Pour décarboner la France d’ici à 2050, les investissements doivent augmenter de 60 à 80 milliards d’euros par an, selon une étude présentée lundi par le Medef, qui demande une baisse massive des impôts de production pour financer cet effort.

Sur la base de cette étude réalisée par l’institut Rexecode, la première organisation patronale française reconnaît que si les émissions de carbone baissent en France, elles ne le font pas suffisamment vite.Un investissement supplémentaire d’environ 10% pour les entreprises et 20% pour les ménages serait donc nécessaire pour atteindre la neutralité carbone en 2050.Cela nécessite que l’investissement total en France, actuellement d’environ 600 milliards d’euros par an (dont 100 milliards pour le secteur public), augmente rapidement de 60 à 80 milliards supplémentaires et se maintienne ensuite à ce niveau, d’après l’institut.

Durant les campagnes présidentielle et législative, " on parle peu et mal de transition, mais surtout on évite le sujet qui fâche, qui est de dire que pour transformer l’économie il y a des investissements très significatifs à faire ", a regretté lors d’une conférence de presse commune avec Rexecode le président du Medef, Geoffroy Roux de Bézieux.

Pour que les entreprises puissent augmenter de 10% leurs investissements, qui s’élèvent actuellement à 350 milliards d’euros par an, " on demande à être taxés comme dans la moyenne européenne: cela ferait une baisse d’impôts de production de 35 milliards par an, ce qui permettrait de financer cette décarbonation ", a précisé M. Roux de Bézieux.

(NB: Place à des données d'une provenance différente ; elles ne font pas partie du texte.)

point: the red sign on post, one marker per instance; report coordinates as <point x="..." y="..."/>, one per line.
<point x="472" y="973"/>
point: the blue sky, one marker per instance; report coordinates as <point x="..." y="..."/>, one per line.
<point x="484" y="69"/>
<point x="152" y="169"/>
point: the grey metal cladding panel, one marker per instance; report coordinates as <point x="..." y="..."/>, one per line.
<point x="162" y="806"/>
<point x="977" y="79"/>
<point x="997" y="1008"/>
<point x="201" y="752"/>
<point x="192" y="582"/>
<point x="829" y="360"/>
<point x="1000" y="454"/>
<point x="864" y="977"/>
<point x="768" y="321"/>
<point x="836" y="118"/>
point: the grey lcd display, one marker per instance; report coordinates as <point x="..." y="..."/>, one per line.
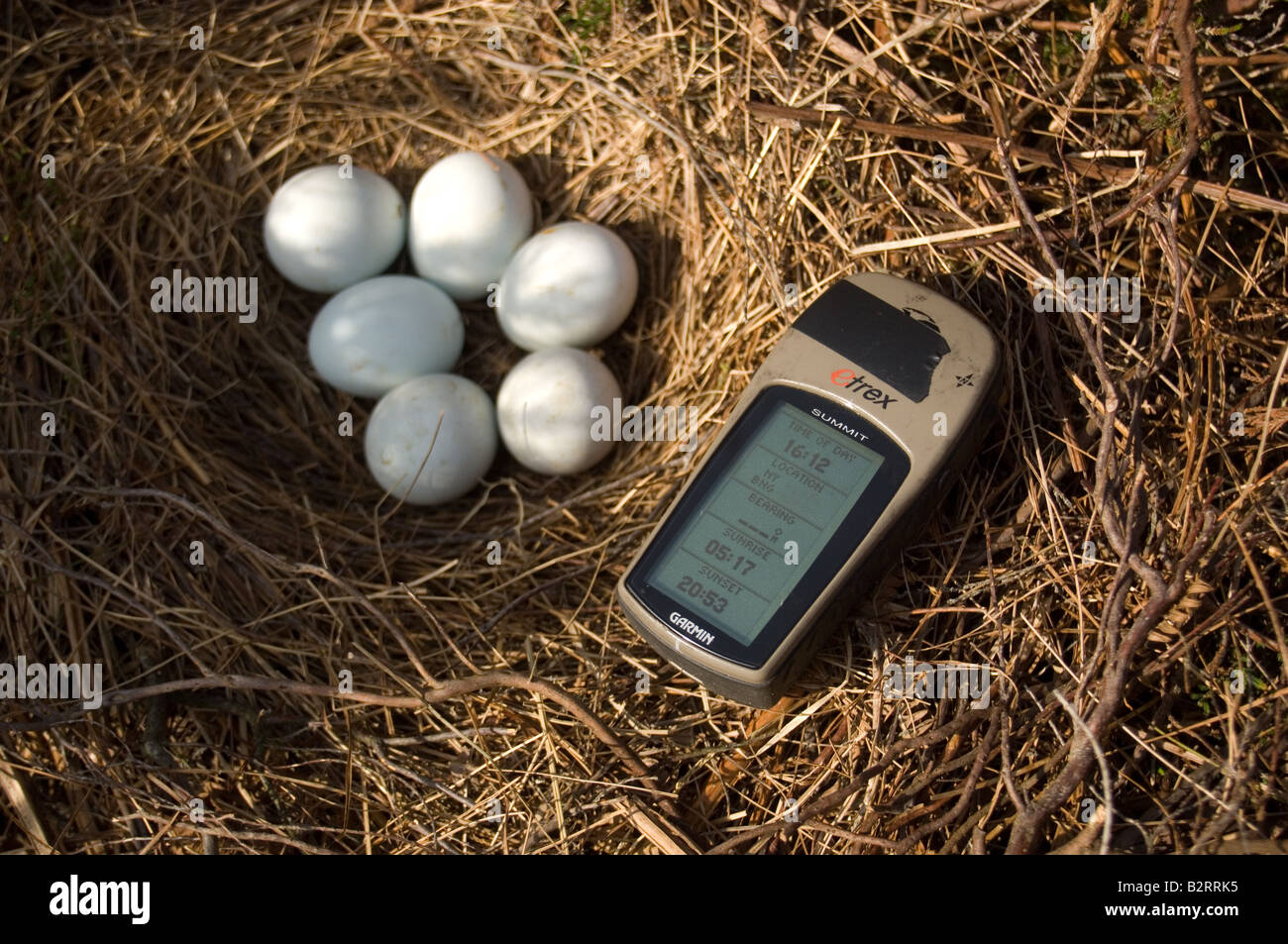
<point x="795" y="479"/>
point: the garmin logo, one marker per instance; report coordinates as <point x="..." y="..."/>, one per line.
<point x="854" y="381"/>
<point x="832" y="421"/>
<point x="692" y="629"/>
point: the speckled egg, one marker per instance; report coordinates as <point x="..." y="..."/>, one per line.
<point x="544" y="410"/>
<point x="384" y="331"/>
<point x="571" y="284"/>
<point x="469" y="213"/>
<point x="406" y="458"/>
<point x="326" y="228"/>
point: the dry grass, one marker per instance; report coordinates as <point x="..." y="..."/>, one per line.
<point x="179" y="428"/>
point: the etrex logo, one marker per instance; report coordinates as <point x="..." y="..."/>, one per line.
<point x="853" y="381"/>
<point x="692" y="629"/>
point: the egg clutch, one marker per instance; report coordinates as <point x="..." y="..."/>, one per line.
<point x="433" y="434"/>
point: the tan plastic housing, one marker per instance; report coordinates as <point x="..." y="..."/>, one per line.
<point x="939" y="434"/>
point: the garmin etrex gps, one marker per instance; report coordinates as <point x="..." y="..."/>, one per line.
<point x="848" y="436"/>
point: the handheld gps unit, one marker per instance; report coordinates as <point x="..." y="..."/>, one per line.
<point x="848" y="436"/>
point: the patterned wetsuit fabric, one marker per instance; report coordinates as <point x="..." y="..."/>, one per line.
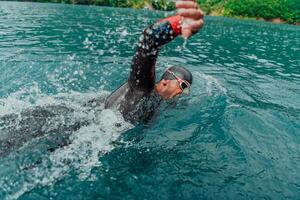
<point x="136" y="99"/>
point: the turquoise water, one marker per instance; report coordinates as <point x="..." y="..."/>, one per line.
<point x="237" y="136"/>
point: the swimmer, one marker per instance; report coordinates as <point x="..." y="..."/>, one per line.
<point x="138" y="98"/>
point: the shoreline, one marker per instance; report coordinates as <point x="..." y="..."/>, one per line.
<point x="149" y="6"/>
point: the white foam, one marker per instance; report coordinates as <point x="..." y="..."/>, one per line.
<point x="87" y="143"/>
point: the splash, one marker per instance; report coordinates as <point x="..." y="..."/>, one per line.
<point x="33" y="166"/>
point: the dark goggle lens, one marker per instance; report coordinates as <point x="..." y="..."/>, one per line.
<point x="183" y="85"/>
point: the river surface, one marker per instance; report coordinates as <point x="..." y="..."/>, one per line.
<point x="237" y="136"/>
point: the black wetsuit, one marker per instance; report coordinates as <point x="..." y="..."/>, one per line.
<point x="137" y="99"/>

Son appel fait écho à un rapport publié lundi par le Conseil national de la productivité, dans lequel l’organisme gouvernemental juge que la France bénéficierait grandement d’une harmonisation européenne de la fiscalité des entreprises, alors que les impôts de production pèsent encore 2,9% du PIB en France, contre 0,6% en Allemagne.

Dans son programme pour le nouveau quinquennat, Emmanuel Macron a proposé de supprimer l’un de ces impôts, la cotisation sur la valeur ajoutée des entreprises (CVAE), qui rapporte annuellement 7 milliards d’euros à l’Etat.

Dette incontrôlable

Mais une baisse plus massive, surtout si elle est rapide, viendrait creuser un déficit public déjà aggravé par deux ans de crise sanitaire. " On arriverait à une dette publique absolument incontrôlable ", a déclaré à l’AFP Michel Didier, président de Rexecode.

Pour résoudre ce dilemme, l’institut d’inspiration libérale juge " nécessaire d’orienter massivement l’épargne privée vers l’investissement ", tout en limitant les risques pour les épargnants à l’aide d’un " fonds à capital garanti ", sur le modèle de l’assurance vie.

Pour l’Etat " un fonds de garantie c’est dix fois moins cher que l’investissement direct ", plaide Michel Didier.

Les ménages, dont l’investissement pèse environ 150 milliards d’euros, devraient aussi l’augmenter de l’ordre de 20% en rénovant leur logement pour le rendre moins énergivore et en passant à la mobilité électrique, d’après l’étude de Rexecode.

Mais le Medef souligne que si les particuliers peuvent espérer amortir en cinq ans le surcoût lié à l’achat d’une voiture électrique et entre 10 et 20 ans l’isolation de leur logement, les investissements pour les entreprises sont souvent des " coûts purs ".

Les coûts de la décarbonation sont certes élevés, mais M. Roux de Bézieux alerte sur " le coût de l’inaction climatique, très difficile à chiffrer mais qui se situe en centaines de milliards ". " Pour nous ce n’est pas une alternative viable ", ajoute-t-il.

Le travail de Rexecode a consisté à " chiffrer les objectifs fixés dans la Stratégie nationale bas carbone (SNBC) ", a expliqué à l’AFP Raphaël Trotignon, qui pilote les travaux du pôle énergie-climat de Rexecode.

" On ne s’est pas posé la question de savoir si les objectifs étaient bien répartis dans le temps et entre secteurs ", a-t-il détaillé.

L’étude a établi des trajectoires d’émissions sectorielles pour sept grands secteurs, à commencer par le transport qui pèse 31% du total, devant l’industrie et l’agriculture, qui comptent pour 19% chacun.

Pour les bâtiments, dont le chauffage représente 17% des émissions en France, le respect des objectifs climatiques implique " un rythme très élevé de rénovations entre 2023 et 2030 " pour un investissement annuel supplémentaire de plus de 30 milliards d’euros par an, détaille Rexecode.